According to the Indiannapolis Star, the child was told to “get along better” with the coaches and that he should “just sit there and be quiet but that the prayers would continue and that [he] had to remain huddled with the team.” Since the parents got involved, the child has been subjected to harassment by others at the school.
Interestingly, the case touches on three different observational complaints, implicating the sports program, the graduation exercises and the school board meetings. According to ACLU reference material, the Supreme Court is clear on the unconstitutionality of both coach-led and graduation prayers. “In 1992, the Supreme Court held in Lee v. Weisman, 505 U. S. 577 (1992), that prayer – even nonsectarian or nonproselytizing prayer – at public school graduation ceremonies violates the Establishment Clause of the First Amendment.” Similarly “in Santa Fe Independent School District v. Doe, 68 U.S. 4525 (2000),” the United States Supreme Court ruled against coach-led optional prayers before sporting events. The ACLU explains:
Such system encourages divisiveness along religious lines and threatens the imposition of coercion upon those students not desiring to participate in a religious exercise. Simply by establishing the schoolrelated procedure, which entrusts the inherently nongovernmental subject of religion to a majoritarian vote, a constitutional violation has occurred.
The third issue raised in the Indiana case is the legality of prayer before school board meetings, which is an entirely different challenge. School Board meeting are largely adult forums and do not involve the education of minors. So this raises an important question. Does the 2014 Town of Greece v. Galloway case, allowing for sectarian prayers during government meetings, apply to such school boards?
According to the ACLU documentation, it does not. The document says that “In Coles ex rel. Coles v. Cleveland Bd. of Educ., 171 F.3d 369 (6th Cir. 1999) …the Court observed that ‘[t]he very fact that school board meetings focus solely on school-related matters provides students with an incentive to attend the meetings that is lacking in other settings.” The organization goes on to suggest that, in many cases, students are required to attend such meetings. Therefore, since there is a potential for coercion of minors, sectarian prayer at school board meetings is definitively unconstitutional. This idea is firmly based on the premise of protecting our youth. Adults can presumably handle hearing opposing views without being coerced, where children can’t.
Americans United agrees with the ACLU. However, without a specific SCOTUS ruling, there is still much debate.Many other situations and cases are on file and pending. In the Basevitz case, as linked below, a Jewish teacher is currently suing her district for allowing a local church to offer services in the lunchroom during school hours. In the Griffith v. Caney Valley Public Schools case, a student sued the school board for not allowing her to wear a sacred eagle feather during graduation. She lost her case. In Lubbock v. Little Pencil, a school district was sued when it rejected a religious advertisement proposed for its stadium’s jumbo tron.
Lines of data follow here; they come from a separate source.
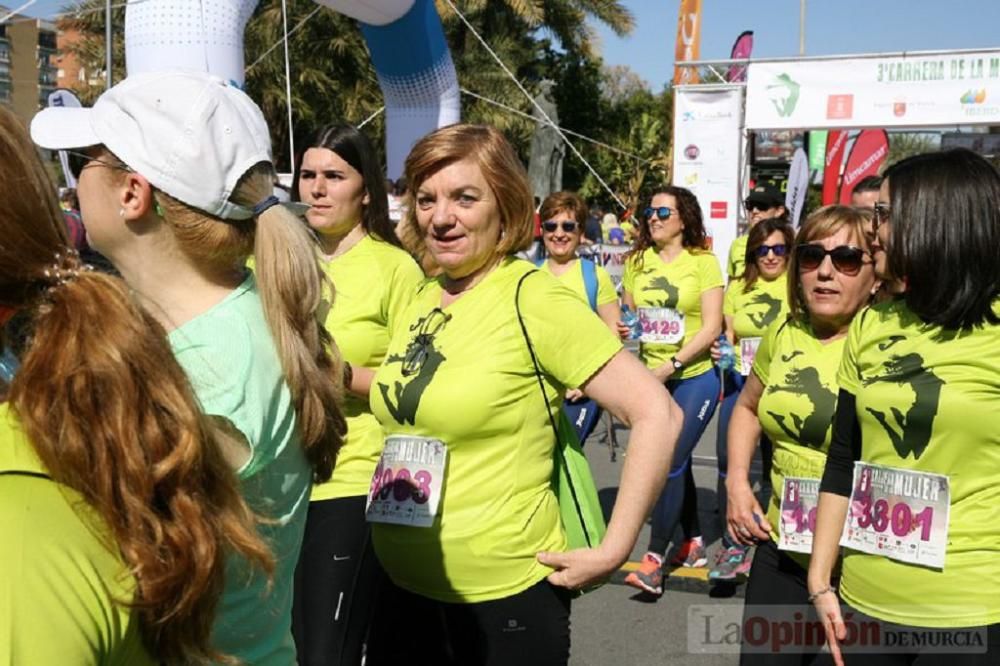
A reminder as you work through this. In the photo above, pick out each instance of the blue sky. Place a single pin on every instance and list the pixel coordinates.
(832, 27)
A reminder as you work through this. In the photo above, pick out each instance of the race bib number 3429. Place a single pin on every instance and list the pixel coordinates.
(406, 486)
(661, 325)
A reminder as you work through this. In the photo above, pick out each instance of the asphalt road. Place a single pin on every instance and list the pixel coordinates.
(617, 625)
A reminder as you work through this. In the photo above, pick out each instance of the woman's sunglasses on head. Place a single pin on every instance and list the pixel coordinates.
(779, 250)
(756, 205)
(569, 226)
(846, 258)
(661, 212)
(79, 161)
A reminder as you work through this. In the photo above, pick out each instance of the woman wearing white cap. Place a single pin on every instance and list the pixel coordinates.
(175, 185)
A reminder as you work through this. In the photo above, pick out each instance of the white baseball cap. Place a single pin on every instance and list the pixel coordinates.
(190, 134)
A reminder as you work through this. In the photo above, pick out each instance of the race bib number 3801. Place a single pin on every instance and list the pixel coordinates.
(898, 513)
(661, 325)
(406, 486)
The court ruled in favor of the school. And, in Georgia, a local high school has recently announced that its “back to school activities” will be held in a nearby Baptist megachurch due to building construction. There is no legal challenge to this action yet.
The cultural discussions over religious equality often seem to just spin round and round. The freedom of religious expression (e.g., Griffith v Caney Valley Public School) and the definitive separation of church and state (e.g., Basevitz v. Fremont RE-2 School District) often come into conflict within that struggle, adding nuance to already complicated legal situations and personal sacrifice. In addition, the rules change and situations become more emotional when children are involved; when the future and the, often-considered sacred, right of parents and guardians as religious and cultural guides is challenged.